「仕事でクタクタなのに、帰ってから勉強なんて無理……」「やる気はあるのに、気づいたらスマホを触って1時間立っていた……」
応用情報技術者試験をはじめ、難関資格を目指す多くの社会人がぶつかる壁が「勉強の習慣化」です。
私もかつては「仕事が忙しいから」と言い訳をして、三日坊主を繰り返していました。しかし、ある時から「やる気」に頼るのをやめ、行動経済学(人間の心理×メカニズム)に基づいた仕組みを作ったことで、働きながら合格をつかむことができました。
今回は、私が実践した「意思の力を使わずに、勝手に手が動くようになる」3つの習慣術を紹介します。
「if-Thenプランニング」で迷いを消し去る
脳が最もエネルギーを消費するのは「今から勉強をするか、それとも休むか」を判断する瞬間です。この迷いが生じた時点で、疲れ切った社会人は「休む」という選択肢に流されてしまいます。
そこで私は、「if(もし〇〇したら)→Then(○○する)」というルールをあらかじめ自分にプログラミングしました。
- 電車に乗ったら(if) ➡ 即、iPadを開く(Then)「座れたらやろう」ではなく、乗った瞬間にデバイスを手に取る。これを徹底すると、乗車が「勉強開始の合図」になります。

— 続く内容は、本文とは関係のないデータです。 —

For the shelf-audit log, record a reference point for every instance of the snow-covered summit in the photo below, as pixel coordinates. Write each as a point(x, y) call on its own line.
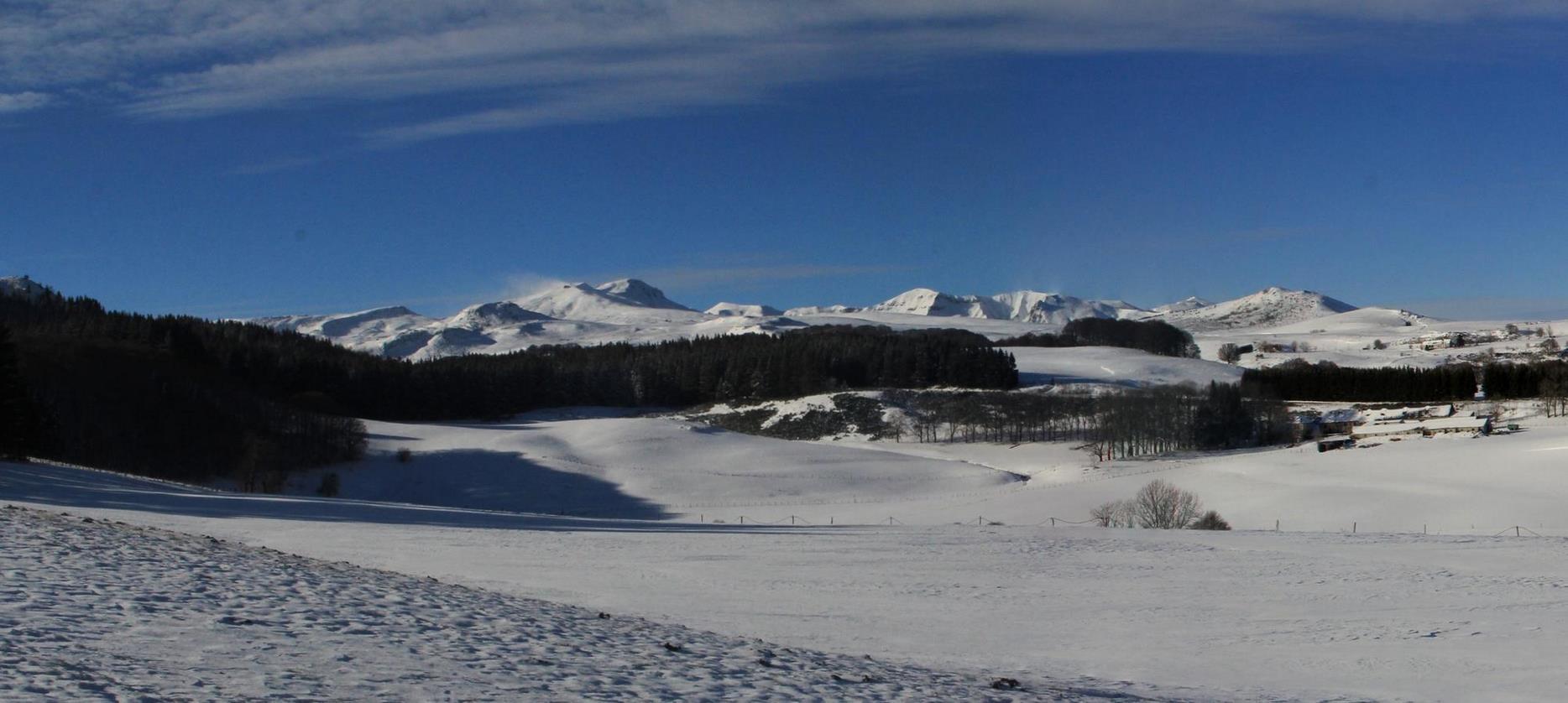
point(933, 303)
point(625, 301)
point(1269, 307)
point(742, 310)
point(21, 287)
point(1020, 305)
point(1183, 305)
point(493, 315)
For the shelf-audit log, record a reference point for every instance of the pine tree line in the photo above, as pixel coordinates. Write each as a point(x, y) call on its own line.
point(1131, 423)
point(189, 398)
point(1150, 336)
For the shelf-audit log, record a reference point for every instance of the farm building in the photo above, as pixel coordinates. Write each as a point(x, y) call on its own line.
point(1335, 442)
point(1457, 426)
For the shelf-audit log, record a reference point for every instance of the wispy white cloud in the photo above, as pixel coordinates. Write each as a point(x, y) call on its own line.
point(23, 102)
point(687, 278)
point(527, 63)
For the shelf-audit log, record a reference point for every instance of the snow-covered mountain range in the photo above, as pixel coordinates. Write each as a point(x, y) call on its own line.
point(1018, 305)
point(634, 310)
point(1269, 307)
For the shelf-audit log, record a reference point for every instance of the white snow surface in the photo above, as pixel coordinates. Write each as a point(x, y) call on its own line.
point(1018, 305)
point(1313, 612)
point(1269, 307)
point(108, 611)
point(21, 287)
point(1114, 365)
point(596, 464)
point(628, 301)
point(744, 310)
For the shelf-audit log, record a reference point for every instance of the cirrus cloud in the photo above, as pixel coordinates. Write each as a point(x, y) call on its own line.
point(529, 63)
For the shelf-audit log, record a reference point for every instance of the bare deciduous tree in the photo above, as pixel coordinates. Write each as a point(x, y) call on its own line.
point(1163, 506)
point(1114, 514)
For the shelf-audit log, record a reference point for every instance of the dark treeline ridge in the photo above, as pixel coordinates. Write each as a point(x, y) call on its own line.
point(1300, 381)
point(1150, 336)
point(189, 398)
point(1137, 421)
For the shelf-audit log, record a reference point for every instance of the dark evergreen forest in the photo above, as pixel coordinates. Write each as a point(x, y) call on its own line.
point(1150, 336)
point(189, 398)
point(1454, 383)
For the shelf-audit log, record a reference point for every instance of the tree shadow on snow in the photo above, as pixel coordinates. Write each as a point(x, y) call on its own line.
point(90, 489)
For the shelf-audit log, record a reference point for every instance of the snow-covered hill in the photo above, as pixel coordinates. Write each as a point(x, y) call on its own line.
point(628, 301)
point(1181, 305)
point(1018, 305)
point(21, 287)
point(742, 310)
point(1269, 307)
point(93, 609)
point(634, 310)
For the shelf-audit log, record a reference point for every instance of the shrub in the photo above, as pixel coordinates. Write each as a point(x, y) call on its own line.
point(1114, 514)
point(1211, 520)
point(1163, 506)
point(330, 484)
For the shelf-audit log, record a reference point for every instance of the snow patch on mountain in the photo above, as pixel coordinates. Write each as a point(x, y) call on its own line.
point(1183, 305)
point(820, 310)
point(493, 315)
point(1018, 305)
point(742, 310)
point(628, 301)
point(21, 287)
point(1269, 307)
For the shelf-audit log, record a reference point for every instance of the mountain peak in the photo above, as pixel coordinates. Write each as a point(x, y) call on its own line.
point(1269, 307)
point(21, 287)
point(742, 310)
point(626, 301)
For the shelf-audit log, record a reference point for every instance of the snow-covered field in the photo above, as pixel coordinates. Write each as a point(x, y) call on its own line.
point(1309, 612)
point(1114, 365)
point(108, 611)
point(603, 466)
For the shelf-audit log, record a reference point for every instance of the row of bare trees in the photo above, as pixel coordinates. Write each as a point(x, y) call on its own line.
point(1128, 423)
point(1158, 506)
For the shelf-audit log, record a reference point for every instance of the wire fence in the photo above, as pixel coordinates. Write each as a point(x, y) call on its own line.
point(1352, 528)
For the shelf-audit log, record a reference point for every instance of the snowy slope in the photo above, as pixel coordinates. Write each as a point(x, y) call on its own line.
point(97, 609)
point(1233, 616)
point(632, 467)
point(628, 301)
point(1018, 305)
point(1114, 365)
point(391, 331)
point(736, 309)
point(1183, 305)
point(488, 315)
point(21, 287)
point(1269, 307)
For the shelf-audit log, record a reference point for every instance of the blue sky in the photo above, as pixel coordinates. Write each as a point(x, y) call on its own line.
point(238, 159)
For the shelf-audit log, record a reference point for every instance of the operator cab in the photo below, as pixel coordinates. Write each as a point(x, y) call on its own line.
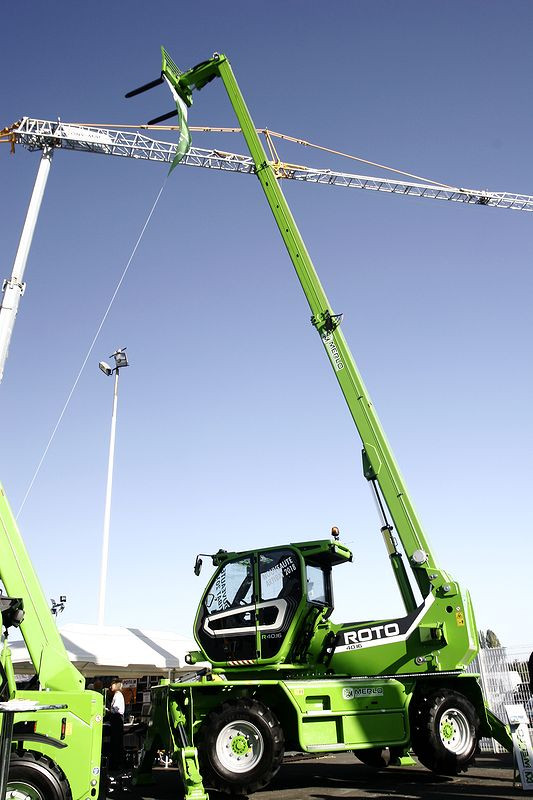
point(255, 605)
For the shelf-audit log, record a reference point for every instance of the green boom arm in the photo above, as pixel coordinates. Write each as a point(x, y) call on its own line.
point(42, 638)
point(379, 463)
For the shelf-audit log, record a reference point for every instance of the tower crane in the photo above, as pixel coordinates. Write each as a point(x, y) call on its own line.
point(50, 135)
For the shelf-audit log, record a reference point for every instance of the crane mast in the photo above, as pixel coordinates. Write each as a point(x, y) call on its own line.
point(48, 135)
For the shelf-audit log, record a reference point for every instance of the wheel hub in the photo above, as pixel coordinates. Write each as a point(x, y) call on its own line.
point(455, 732)
point(240, 745)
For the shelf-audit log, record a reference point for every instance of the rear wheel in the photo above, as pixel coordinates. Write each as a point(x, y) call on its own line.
point(240, 747)
point(33, 776)
point(445, 731)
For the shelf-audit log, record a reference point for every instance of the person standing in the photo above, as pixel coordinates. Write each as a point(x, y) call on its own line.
point(116, 720)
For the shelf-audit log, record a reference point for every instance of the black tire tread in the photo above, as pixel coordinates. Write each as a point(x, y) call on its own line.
point(249, 707)
point(44, 769)
point(425, 715)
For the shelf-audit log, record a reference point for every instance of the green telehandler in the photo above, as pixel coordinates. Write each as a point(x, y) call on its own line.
point(56, 742)
point(283, 675)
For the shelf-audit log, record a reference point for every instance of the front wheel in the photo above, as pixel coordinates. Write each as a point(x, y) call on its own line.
point(445, 731)
point(240, 747)
point(33, 776)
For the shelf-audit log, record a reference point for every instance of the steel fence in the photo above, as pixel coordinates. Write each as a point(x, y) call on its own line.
point(505, 679)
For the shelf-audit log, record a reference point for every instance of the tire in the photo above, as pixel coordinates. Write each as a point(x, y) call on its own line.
point(240, 747)
point(444, 731)
point(33, 776)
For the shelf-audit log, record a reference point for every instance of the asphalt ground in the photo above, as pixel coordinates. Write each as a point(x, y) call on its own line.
point(344, 776)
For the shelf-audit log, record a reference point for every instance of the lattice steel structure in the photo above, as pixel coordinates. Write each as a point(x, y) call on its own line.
point(35, 134)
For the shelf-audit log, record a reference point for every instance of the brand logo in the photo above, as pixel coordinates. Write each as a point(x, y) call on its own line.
point(333, 352)
point(356, 639)
point(367, 691)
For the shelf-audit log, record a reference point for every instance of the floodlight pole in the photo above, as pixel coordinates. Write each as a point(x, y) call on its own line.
point(109, 489)
point(14, 286)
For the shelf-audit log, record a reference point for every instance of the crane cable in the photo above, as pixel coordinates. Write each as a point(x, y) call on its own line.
point(268, 133)
point(91, 347)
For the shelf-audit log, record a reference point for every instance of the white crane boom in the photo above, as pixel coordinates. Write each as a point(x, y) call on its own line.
point(35, 134)
point(49, 135)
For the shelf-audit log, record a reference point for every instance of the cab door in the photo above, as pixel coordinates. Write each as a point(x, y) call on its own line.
point(279, 596)
point(226, 623)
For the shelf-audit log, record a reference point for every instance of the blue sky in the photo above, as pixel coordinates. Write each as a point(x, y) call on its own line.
point(232, 431)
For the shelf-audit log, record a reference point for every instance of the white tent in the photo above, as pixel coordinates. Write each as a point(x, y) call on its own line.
point(124, 652)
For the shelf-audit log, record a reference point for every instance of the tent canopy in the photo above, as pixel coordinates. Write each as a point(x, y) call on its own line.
point(125, 652)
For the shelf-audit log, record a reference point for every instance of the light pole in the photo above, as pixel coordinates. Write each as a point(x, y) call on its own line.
point(121, 360)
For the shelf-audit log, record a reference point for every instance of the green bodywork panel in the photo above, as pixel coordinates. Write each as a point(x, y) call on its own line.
point(317, 715)
point(332, 686)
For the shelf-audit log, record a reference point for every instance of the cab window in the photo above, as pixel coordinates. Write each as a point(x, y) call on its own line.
point(316, 585)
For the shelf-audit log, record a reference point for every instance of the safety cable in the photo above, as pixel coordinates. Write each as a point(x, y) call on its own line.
point(91, 347)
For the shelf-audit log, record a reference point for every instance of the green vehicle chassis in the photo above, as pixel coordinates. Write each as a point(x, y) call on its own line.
point(282, 674)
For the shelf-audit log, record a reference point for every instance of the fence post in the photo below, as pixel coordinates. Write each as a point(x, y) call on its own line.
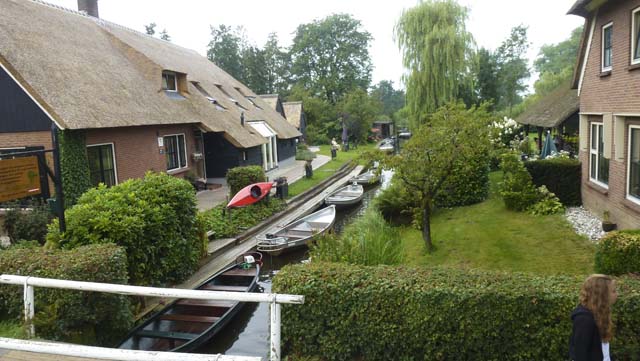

- 仕事が終わったら(if) ➡ そのまま喫茶店に寄る(Then)一度家に帰ると、脳は「リラックスモード」に切り替わります(現状維持バイアス)。仕事帰りにそのまま勉強を始めることで、集中力が切れない状態で勉強することが可能になります。
デバイスを「聖域化」してハードルを下げる
行動経済学には「20秒ルール」というものがあります。取りかかるまでの手間を20秒減らすだけで、行動できる確率は劇的に上がります。
私はこのルールを実践するために、iPadを「資格勉強専用」のデバイスにしました。
- 勉強開始の簡素化:常に学習サイトやテキストを開いたままとしていました。「iPadを開く=テキストを開く」という環境を作りました。
- GoodNotesの活用:過去問のPDFをGoodNotesに入れ、開いた瞬間にすぐに続きから書き込めるように設定しました。
スマホ(誘惑の多い道具)とiPad(勉強の道具)を分けることで、デバイスを手に取った瞬間に脳が勝手に「勉強モード」へ切り替わるようになります。
「損失回避」の心理で、0日を死守する
人は「何かを得る喜び」よりも「持っているものを失う痛み」を大きく感じます(損失回避)。
私はこれを利用して、「どんなに忙しくても1日1問だけは解く」という最低ラインを決め、学習アプリの連続記録を可視化しました。
- 「もったいない」を味方につける:「せっかく30日間続いた記録を、今日1日サボってゼロにするのはもったいない……」この心理が働けば、本当に疲れている日でも「1問だけなら」と手が動きます。
0日を1日作ると、そこから挫折が始まります。低空飛行でもいいから「継続」という資産を守り抜くことが、合格への最短距離です。
まとめ:自分を操るゲームを楽しもう
試験勉強は、知識を蓄える作業であると同時に、自分の行動をどうコントロールするかという「実験場」でもあります。
- 電車に乗る。
- 喫茶店に寄る。
- 専用のiPadを開いて、GoodNotesに書き込む。
こうした小さな仕組みづくりは、資格取得だけでなく日々の仕事術にも使える武器になります。